The American energy renaissance is still thriving with the U.S. leading the world in natural gas production and the shale industry softening the effects of the great recession, but President Barack Obama’s green energy push threatens the future of American energy success.
“All of the job growth from 2007 to today can easily be attributed to the shale oil fracking situation and the oil Renaissance,” Jeffrey Gundlach, DoubleLine Capital CEO, said in a conference call this past January. “If you take Texas and North Dakota out of the data series for job employment, what you see is that we haven’t added any jobs in the United States other than those two regions.”

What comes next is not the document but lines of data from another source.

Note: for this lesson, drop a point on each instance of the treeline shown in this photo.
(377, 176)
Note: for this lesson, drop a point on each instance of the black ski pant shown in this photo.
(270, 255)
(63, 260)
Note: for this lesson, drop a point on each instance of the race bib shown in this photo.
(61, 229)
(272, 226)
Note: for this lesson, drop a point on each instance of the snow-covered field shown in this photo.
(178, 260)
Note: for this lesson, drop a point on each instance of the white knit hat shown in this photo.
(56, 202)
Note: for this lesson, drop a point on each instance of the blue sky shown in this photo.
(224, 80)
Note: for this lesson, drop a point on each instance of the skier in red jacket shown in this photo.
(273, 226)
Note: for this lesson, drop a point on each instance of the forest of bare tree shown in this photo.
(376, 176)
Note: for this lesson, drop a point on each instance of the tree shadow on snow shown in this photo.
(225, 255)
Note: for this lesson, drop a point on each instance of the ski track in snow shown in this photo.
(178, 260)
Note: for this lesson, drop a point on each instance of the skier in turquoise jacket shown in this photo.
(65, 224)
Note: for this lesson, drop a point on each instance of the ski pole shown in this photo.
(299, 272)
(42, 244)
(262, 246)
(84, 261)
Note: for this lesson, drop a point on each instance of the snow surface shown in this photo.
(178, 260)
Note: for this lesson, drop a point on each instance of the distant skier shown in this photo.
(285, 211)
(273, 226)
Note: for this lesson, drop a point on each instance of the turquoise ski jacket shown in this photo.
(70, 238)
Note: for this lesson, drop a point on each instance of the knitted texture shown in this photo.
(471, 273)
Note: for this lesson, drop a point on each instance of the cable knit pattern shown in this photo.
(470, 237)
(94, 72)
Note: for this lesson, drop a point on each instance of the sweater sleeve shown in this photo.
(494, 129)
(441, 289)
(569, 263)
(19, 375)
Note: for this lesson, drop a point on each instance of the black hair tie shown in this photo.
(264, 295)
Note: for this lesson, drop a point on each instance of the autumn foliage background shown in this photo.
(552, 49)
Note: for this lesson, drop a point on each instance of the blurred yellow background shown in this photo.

Global oil prices plummeted to below $50 a barrel as Saudi Arabia and fellow OPEC titans continue to fuel their multi-front oil war. Their aim is to undercut weaker OPEC members, hamper Russia’s oil output and destroy the U.S. shale industry. The U.S. energy industry has held steady however, so far surviving the global slump in prices, reports Business Insider.
A shift to green technology by the Obama administration could strangle the U.S.’s energy potential. Green technologies dubbed “renewable energy” are vastly more expensive, rely heavily on government subsidies and make the energy grid less reliable. Here’s five charts highlighting America’s energy revolution, and how a climate deal and Obama’s green policies could devastate it.
No. 1 – U.S. Crude Oil Production:
Oil production in the U.S. soared since the Great Recession as growth in new drilling technologies unlocks untapped resources. The U.S. produced nine million barrels a day by 2014, however the decline in oil prices is damaging oil company budgets, reports Business Insider.
No. 2 – U.S. Natural Gas Production:
America’s shale renaissance is lifting natural gas production to record highs. The U.S. is the global leader in natural gas, accounting for 21.4 percent of the global natural gas supply in 2014, reports Business Insider. The Marcellus Shale region is a standout success story, providing 18 percent of America’s natural gas.
No. 3 – U.S. Fracking In Major Shale Basins
The controversial drilling method known as fracking, taking place in shale basins, is a large factor in America’s energy success and is a major source of job creation since the recession. Global cheap oil devastated the recently thriving Bakken shale region in North Dakota however, reports Business Insider. Obama’s decision to kill the Keystone XL Pipeline also hurt Bakken, as North Dakota lacks any substantial pipeline infrastructure.
The Permian Basin of west Texas is thriving despite the slump in oil prices due to the regions uniquely abundant geography.
“With this $600 million we could run four to five rigs in the Permian for a year and generate more production than we would get out of the Bakken,” says Steve Chazen, CEO of Occidental Petroleum, which recently shut down its Bakken projects to shift to the Permian Basin.
No. 4 – Cheap Electricity Bills: Energy Boom Helps Middle Class American Families
As America’s energy sector booms the cost to the consumer declines. Middle class family energy bills decline and Americans are left with more money, reports Business Insider. Obama’s push for green energy in America could undo that price decline. Green energy is historically much more expensive than traditional energy sources such as oil, coal or gas.
A report from the Institute for Energy Research reads, “Wind and solar should not be thought of as ‘infant industries’ but as government-dependent industries that penalize consumers and/or taxpayers.”
No. 5 – Major Decline In Foreign Oil Dependence Since Energy Boom
U.S. dependence on foreign oil dropped from nearly 60 percent in 2007 to just 21.4 percent. This incredible decline is largely due to the boom in oil and natural gas production in the U.S. Republican representatives argue this is a unique opportunity to lift the U.S. crude oil export ban so we can capitalize off our current supply surplus. Obama opposes this effort, instead opting to push for greater investment in expensive green energy technology.
“We have antiquated policies that were put in place in the 1970s that prohibit us from exporting our crude oil, yet we have allies around the globe asking the United States to provide them with a stable supply of energy,” said Republican Sen. [crscore]Cory Gardner[/crscore] at an energy forum hosted by The American Council for Capital Formation. “We should change this policy in order for the U.S. to be a global leader and to support our allies by making them less dependent on energy from hostile nations.”